9/17- Glomerular Diseases I & II: Anatomy, Function, and Clinical Syndromes Flashcards
Define:
- Glomerular diseases
- Glomerulonephritis
- Primary glomerular diseases
- Secondary glomerular diseases
- Glomerular diseases: diseases involving glomeruli primarily
- Glomerulonephritis: glomerular diseases in which glomerular inflammation is an important component
- Primary glomerular diseases: involves the kidneys only (e.g. membranous glomerulonephritis)
- Secondary glomerular diseases: involves the glomeruli as a component of a systemic disease (e.g. diabetic nephropathy, lupus nephritis)
What is seen here?
Glomerulus- filtering units of the kidney
How many glomeruli per kidney?
1-1.2 million
What are the involved cells in the glomerulus?
- Mesangial cell
- Endothelial cell (lines inner side of GBM)
- Podocyte (epithelial cell, lines outside of GBM)
What are mesangial cells?
- Function
- Properties
- Synthesis of mesangial matrix which acts as a structural support to the glomerulus
Properties
- Smooth muscle-like (contractile) properties: influences capillary surface area and filtration
- Macrophage-like properties: phagocytosis of immune complexes; secretion of cytokines, growth factors, proteases and oxidants
Describe the structure of the podocytes?
- Aka visceral epithelial cells
- Lines outside of GBM
- Interdigitates with the GBM via long “foot processes” which are separated by thin slit-diaphragms
What is the function of the glomerulus?
Filter (highly selective)
- Permeable to salt, water, and metabolic waste products (like creatinine, urea) Barrier to large molecules and proteins
- “Size” barrier (gap between endothelial cells 70-100 nm and between podocyte foot processes 30-40 nm)
- “Charge” barrier: negatively charged proteins coat the GBM (heparan sulfates) and podocytes (glycocalyx)
What are clinical manifestations/syndromes of glomerular diseases? What causes them?

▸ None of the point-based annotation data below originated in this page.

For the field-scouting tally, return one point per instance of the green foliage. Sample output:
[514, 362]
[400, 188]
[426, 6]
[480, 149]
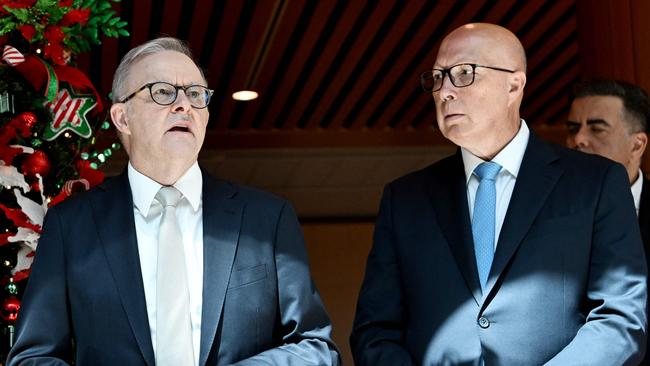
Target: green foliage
[79, 33]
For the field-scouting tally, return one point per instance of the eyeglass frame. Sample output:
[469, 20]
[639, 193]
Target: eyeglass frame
[176, 88]
[451, 79]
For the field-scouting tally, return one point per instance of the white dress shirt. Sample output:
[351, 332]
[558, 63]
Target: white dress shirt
[509, 158]
[637, 188]
[189, 213]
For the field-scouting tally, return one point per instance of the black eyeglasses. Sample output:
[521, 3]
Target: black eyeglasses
[165, 94]
[460, 75]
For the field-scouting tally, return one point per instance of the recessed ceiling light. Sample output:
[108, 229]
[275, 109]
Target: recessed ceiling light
[244, 95]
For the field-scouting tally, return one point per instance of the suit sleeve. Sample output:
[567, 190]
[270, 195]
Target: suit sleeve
[614, 332]
[378, 332]
[304, 325]
[43, 334]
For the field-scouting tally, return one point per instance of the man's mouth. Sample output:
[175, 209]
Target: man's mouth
[453, 115]
[179, 129]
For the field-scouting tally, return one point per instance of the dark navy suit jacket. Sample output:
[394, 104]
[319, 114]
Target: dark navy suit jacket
[259, 304]
[567, 284]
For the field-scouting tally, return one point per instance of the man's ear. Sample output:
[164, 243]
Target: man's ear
[119, 118]
[516, 83]
[639, 143]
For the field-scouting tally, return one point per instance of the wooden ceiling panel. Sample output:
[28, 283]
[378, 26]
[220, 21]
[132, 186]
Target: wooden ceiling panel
[274, 62]
[304, 53]
[404, 89]
[340, 53]
[250, 48]
[199, 27]
[356, 112]
[328, 68]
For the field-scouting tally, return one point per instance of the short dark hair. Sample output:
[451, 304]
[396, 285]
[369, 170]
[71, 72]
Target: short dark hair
[635, 99]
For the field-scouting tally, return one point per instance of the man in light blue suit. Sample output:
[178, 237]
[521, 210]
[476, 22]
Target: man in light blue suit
[539, 263]
[230, 272]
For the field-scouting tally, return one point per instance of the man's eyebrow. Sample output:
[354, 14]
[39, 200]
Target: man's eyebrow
[592, 122]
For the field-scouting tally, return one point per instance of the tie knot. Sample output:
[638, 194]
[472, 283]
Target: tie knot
[487, 170]
[168, 196]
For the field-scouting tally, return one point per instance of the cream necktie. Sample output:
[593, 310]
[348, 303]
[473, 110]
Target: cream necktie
[173, 324]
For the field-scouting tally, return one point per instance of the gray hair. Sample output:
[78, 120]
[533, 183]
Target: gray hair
[149, 48]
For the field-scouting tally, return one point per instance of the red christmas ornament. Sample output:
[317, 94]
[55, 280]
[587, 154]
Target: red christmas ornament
[10, 308]
[28, 119]
[36, 163]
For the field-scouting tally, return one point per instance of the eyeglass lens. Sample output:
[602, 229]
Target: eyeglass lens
[165, 94]
[460, 75]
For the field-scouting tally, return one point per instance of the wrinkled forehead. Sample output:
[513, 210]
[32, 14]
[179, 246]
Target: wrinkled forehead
[469, 48]
[169, 66]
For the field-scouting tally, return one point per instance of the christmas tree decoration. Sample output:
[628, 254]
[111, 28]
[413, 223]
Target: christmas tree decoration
[36, 163]
[69, 112]
[12, 56]
[6, 103]
[50, 113]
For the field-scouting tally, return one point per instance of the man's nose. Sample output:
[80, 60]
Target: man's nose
[447, 89]
[182, 102]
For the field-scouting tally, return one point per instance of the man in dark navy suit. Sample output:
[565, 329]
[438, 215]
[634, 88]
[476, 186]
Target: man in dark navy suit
[510, 252]
[610, 118]
[165, 264]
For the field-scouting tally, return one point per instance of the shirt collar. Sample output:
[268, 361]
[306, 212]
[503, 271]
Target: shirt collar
[144, 189]
[509, 157]
[636, 188]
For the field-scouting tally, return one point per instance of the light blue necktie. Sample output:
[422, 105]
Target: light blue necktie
[483, 221]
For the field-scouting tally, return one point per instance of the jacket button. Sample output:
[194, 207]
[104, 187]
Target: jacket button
[483, 322]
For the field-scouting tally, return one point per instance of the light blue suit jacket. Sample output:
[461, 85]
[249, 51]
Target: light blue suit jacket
[567, 285]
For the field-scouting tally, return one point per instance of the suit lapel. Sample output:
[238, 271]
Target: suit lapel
[536, 179]
[644, 215]
[114, 209]
[222, 215]
[449, 199]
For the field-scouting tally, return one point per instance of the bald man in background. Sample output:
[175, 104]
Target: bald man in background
[510, 252]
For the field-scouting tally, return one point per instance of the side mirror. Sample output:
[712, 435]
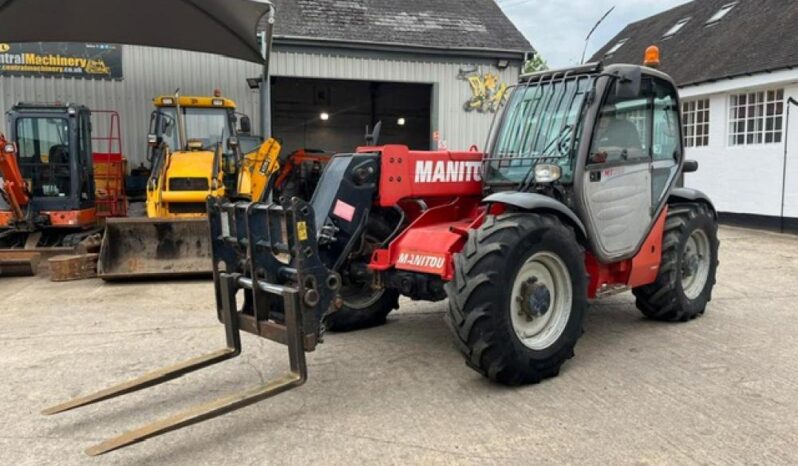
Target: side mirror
[690, 166]
[245, 125]
[168, 128]
[629, 84]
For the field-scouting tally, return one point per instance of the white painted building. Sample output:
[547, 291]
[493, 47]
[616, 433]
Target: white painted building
[735, 64]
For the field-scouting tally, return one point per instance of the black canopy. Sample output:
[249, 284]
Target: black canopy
[225, 27]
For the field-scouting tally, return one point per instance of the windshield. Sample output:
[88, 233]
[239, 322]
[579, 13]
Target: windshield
[209, 125]
[44, 155]
[539, 123]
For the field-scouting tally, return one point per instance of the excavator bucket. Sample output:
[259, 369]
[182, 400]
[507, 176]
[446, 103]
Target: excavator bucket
[270, 282]
[154, 248]
[18, 263]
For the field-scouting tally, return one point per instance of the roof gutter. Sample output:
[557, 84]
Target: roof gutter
[736, 75]
[472, 52]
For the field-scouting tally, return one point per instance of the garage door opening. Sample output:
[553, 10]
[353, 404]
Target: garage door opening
[332, 115]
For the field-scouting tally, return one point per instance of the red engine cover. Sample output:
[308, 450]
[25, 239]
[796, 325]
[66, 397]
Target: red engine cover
[410, 174]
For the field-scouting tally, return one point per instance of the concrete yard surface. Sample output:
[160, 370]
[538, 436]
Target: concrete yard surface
[722, 389]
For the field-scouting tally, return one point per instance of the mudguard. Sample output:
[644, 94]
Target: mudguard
[690, 195]
[534, 201]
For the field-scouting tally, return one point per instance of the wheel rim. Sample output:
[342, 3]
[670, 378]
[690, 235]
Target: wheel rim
[695, 264]
[541, 301]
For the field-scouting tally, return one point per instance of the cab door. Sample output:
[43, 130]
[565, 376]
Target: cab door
[617, 184]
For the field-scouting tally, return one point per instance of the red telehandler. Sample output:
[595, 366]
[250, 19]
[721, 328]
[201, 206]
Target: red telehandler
[576, 198]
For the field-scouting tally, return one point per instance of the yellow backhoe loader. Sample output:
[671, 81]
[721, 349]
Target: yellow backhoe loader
[195, 152]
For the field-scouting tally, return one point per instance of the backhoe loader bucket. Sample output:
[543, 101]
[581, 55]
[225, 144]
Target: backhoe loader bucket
[270, 254]
[155, 248]
[18, 263]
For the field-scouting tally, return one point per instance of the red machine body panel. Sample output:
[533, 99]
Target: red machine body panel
[13, 182]
[410, 174]
[429, 244]
[638, 271]
[73, 218]
[441, 194]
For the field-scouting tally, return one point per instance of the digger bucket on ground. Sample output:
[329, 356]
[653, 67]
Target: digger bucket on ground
[18, 263]
[155, 248]
[268, 253]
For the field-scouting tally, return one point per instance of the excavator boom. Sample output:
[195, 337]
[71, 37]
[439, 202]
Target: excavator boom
[14, 190]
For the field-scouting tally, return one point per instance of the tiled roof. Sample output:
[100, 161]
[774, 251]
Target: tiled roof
[755, 36]
[447, 24]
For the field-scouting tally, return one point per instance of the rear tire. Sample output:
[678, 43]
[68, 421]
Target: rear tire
[688, 267]
[518, 299]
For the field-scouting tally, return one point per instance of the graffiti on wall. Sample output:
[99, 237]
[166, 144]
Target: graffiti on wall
[488, 93]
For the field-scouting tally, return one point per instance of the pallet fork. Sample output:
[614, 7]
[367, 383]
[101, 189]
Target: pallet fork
[287, 291]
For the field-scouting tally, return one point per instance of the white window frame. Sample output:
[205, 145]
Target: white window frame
[756, 117]
[695, 122]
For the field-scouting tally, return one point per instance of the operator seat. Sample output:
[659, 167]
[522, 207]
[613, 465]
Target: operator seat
[620, 140]
[58, 161]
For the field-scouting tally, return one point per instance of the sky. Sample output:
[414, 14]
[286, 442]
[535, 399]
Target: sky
[557, 28]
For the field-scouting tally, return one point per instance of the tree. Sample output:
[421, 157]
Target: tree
[536, 63]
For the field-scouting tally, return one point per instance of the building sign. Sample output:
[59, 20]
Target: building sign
[488, 93]
[73, 60]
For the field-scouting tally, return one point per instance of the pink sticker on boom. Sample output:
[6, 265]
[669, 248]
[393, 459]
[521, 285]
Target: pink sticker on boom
[344, 210]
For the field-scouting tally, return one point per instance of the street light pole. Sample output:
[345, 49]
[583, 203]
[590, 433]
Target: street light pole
[266, 38]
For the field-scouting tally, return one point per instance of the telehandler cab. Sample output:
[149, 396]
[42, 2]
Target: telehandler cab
[576, 198]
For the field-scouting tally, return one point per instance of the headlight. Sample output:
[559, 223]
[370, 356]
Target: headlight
[545, 173]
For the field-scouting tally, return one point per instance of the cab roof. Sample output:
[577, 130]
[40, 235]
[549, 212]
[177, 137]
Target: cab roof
[194, 102]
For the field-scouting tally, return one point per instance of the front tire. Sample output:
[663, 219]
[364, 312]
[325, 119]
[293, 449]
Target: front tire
[518, 299]
[689, 264]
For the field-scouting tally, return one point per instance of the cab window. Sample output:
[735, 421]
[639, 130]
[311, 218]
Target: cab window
[622, 130]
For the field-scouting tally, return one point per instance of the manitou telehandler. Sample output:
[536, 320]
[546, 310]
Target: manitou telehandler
[576, 198]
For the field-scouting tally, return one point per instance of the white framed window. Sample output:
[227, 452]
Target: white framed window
[676, 28]
[695, 122]
[724, 10]
[616, 47]
[756, 118]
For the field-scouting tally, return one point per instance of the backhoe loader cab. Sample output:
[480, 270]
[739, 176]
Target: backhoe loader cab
[195, 153]
[575, 199]
[187, 165]
[53, 153]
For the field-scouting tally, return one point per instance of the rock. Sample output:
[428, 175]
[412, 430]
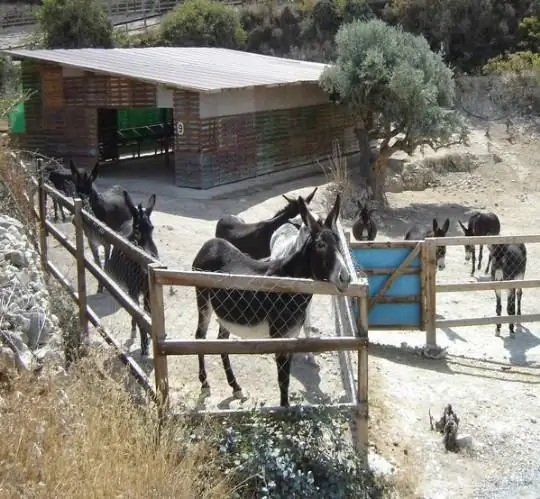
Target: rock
[17, 258]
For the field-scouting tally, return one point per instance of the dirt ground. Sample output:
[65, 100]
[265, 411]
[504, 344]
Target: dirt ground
[491, 382]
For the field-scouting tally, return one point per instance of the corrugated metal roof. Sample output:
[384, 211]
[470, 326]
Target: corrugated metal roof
[202, 69]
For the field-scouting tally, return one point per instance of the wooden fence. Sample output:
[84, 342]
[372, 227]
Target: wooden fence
[353, 336]
[460, 287]
[403, 289]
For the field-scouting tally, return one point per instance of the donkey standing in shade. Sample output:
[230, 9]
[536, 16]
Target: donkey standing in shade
[109, 207]
[132, 275]
[282, 243]
[418, 233]
[268, 314]
[364, 228]
[508, 263]
[254, 238]
[480, 224]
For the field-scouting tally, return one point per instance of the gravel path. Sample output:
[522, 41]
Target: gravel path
[495, 394]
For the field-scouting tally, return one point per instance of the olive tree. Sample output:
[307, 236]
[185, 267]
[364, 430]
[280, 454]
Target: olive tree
[74, 24]
[398, 90]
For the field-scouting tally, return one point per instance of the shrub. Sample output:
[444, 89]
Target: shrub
[74, 24]
[203, 23]
[398, 90]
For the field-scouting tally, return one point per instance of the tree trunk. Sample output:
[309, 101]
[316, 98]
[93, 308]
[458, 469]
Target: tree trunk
[370, 174]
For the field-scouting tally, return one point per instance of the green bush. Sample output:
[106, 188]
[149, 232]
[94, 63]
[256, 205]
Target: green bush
[202, 23]
[74, 24]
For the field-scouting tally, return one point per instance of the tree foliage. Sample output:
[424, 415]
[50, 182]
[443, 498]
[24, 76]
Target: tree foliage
[399, 91]
[204, 23]
[469, 32]
[74, 24]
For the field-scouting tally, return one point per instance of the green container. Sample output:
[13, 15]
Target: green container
[16, 119]
[137, 117]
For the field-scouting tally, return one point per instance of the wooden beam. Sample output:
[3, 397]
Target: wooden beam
[459, 287]
[255, 283]
[260, 347]
[397, 272]
[484, 321]
[475, 240]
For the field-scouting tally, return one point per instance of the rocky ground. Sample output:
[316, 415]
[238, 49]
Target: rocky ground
[28, 329]
[491, 382]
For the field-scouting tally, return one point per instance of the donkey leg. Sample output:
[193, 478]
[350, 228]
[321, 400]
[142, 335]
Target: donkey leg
[310, 357]
[205, 313]
[480, 257]
[498, 308]
[511, 309]
[223, 334]
[283, 362]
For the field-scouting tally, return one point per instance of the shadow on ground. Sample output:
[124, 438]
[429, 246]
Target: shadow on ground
[397, 221]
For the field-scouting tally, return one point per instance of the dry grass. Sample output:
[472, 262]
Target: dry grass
[404, 482]
[79, 435]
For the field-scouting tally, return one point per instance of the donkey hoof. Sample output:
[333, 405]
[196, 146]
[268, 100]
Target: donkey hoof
[238, 394]
[310, 359]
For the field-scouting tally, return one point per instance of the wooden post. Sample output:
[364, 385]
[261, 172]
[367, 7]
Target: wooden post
[430, 303]
[81, 274]
[158, 335]
[42, 210]
[362, 413]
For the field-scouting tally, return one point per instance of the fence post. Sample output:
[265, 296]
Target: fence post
[158, 335]
[81, 273]
[429, 260]
[362, 411]
[42, 210]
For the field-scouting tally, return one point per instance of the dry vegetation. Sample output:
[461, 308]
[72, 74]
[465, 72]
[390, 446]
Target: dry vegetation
[79, 435]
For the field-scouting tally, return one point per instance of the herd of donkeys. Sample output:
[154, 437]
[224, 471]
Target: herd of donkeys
[293, 243]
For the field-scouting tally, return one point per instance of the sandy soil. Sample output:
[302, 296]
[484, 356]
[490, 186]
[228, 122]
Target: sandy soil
[491, 382]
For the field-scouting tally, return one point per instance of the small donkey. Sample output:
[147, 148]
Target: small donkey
[364, 228]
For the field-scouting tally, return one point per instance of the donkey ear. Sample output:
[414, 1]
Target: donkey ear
[331, 219]
[150, 204]
[94, 172]
[73, 169]
[129, 203]
[446, 225]
[308, 219]
[310, 197]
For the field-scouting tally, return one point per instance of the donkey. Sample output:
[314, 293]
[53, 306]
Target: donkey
[508, 263]
[130, 274]
[257, 313]
[480, 224]
[282, 243]
[417, 233]
[365, 228]
[109, 207]
[254, 238]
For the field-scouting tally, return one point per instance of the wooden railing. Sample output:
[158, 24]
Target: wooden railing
[352, 333]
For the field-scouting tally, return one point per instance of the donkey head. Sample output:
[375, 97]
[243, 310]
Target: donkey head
[83, 180]
[293, 208]
[469, 248]
[323, 252]
[142, 228]
[441, 250]
[363, 221]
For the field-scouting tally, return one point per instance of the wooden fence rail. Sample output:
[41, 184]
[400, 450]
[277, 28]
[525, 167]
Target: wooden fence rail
[462, 287]
[163, 347]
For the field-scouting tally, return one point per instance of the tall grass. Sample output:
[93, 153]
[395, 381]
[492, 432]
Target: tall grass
[79, 435]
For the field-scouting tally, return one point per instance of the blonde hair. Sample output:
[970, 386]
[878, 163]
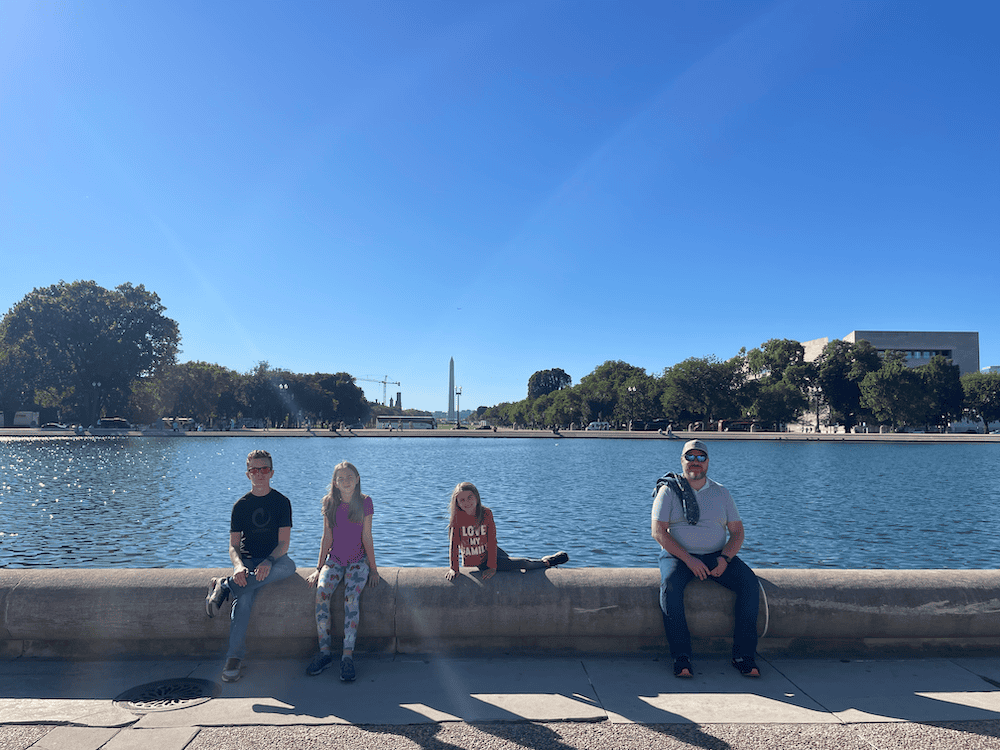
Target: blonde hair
[333, 498]
[453, 506]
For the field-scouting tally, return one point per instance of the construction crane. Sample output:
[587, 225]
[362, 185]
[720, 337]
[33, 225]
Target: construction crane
[385, 386]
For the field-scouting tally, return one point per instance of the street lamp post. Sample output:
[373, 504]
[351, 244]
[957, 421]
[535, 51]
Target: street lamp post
[97, 400]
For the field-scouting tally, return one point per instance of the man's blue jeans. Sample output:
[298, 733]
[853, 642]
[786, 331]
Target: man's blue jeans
[738, 577]
[243, 597]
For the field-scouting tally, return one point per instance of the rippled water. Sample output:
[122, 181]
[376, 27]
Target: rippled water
[165, 502]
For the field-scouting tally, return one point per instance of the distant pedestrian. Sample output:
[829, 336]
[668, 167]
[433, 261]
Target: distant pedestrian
[347, 552]
[260, 529]
[472, 532]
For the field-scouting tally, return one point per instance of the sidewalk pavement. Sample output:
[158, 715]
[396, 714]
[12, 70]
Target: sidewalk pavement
[511, 702]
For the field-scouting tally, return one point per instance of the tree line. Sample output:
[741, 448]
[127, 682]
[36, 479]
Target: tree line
[76, 352]
[849, 384]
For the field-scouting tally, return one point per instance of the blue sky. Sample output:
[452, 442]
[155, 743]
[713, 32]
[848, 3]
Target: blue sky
[375, 187]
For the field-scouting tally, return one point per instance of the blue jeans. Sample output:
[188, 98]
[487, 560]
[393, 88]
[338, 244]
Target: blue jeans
[506, 563]
[243, 597]
[739, 578]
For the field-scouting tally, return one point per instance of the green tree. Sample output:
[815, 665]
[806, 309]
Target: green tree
[348, 399]
[982, 396]
[547, 381]
[703, 389]
[777, 393]
[896, 394]
[85, 345]
[602, 391]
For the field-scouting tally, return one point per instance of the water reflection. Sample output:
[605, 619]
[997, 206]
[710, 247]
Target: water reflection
[165, 502]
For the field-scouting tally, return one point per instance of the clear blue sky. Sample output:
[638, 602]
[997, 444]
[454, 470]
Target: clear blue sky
[375, 187]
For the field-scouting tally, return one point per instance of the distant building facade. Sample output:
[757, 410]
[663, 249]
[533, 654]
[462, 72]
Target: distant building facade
[961, 347]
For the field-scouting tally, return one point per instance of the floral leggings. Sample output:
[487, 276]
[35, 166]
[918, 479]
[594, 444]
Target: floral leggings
[355, 577]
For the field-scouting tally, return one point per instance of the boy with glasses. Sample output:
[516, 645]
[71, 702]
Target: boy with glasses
[699, 530]
[260, 529]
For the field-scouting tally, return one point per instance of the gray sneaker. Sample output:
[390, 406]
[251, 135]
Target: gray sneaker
[218, 592]
[319, 663]
[347, 669]
[233, 669]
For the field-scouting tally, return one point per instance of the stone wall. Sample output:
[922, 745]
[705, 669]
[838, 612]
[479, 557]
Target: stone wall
[125, 613]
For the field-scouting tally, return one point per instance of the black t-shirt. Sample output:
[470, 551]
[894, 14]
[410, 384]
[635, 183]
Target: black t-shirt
[258, 519]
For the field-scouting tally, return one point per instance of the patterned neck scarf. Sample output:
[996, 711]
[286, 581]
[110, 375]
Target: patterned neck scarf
[679, 484]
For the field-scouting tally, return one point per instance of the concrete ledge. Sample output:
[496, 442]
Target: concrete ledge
[100, 613]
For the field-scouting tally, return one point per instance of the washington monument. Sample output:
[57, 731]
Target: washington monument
[451, 390]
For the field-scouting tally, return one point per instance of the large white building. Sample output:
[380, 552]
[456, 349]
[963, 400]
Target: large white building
[961, 347]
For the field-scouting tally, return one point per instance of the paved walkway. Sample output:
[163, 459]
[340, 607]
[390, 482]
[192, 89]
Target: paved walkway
[508, 702]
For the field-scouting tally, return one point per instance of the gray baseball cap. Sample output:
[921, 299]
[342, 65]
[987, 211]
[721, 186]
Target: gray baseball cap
[694, 445]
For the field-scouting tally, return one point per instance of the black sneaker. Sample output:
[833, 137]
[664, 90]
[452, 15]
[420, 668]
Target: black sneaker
[319, 663]
[557, 559]
[347, 669]
[218, 592]
[746, 666]
[233, 669]
[682, 667]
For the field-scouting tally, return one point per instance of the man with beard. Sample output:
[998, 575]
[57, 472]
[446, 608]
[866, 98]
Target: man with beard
[699, 531]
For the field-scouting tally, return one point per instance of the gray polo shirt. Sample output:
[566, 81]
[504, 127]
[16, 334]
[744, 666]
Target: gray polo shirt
[710, 533]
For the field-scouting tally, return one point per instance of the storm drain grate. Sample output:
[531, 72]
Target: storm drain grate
[167, 695]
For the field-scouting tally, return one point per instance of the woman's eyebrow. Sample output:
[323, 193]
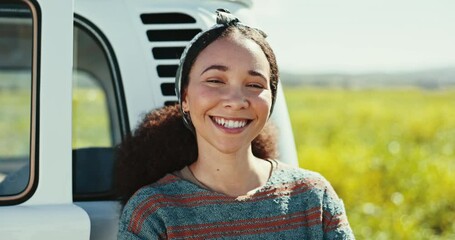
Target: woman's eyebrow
[257, 74]
[216, 67]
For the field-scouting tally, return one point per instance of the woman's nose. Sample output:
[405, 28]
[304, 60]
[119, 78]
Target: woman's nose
[236, 99]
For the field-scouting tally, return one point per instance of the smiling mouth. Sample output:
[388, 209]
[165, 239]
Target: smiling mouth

Abnormal protein excretion
- Isolated proteinuria
- Nephrotic syndrome
- Nephritic syndrome
Loss of filtration and reduction in the glomerular filtration rate (GFR) (losing ability of kidney to excrete things like urea, creatinine…)
- Acute kidney injury (AKI)
- Chronic kidney disease (CKD)
What is normal protein excretion? Abnormal?
< 20 mg/day is normal
- Abnormal is > 30 mg/day
What is microabluminuria?
- Suggestive of what?
Microalbuminuria = 30-300 mg/day
- Not detectable by routine urinalysis (have to test for albumin specifically)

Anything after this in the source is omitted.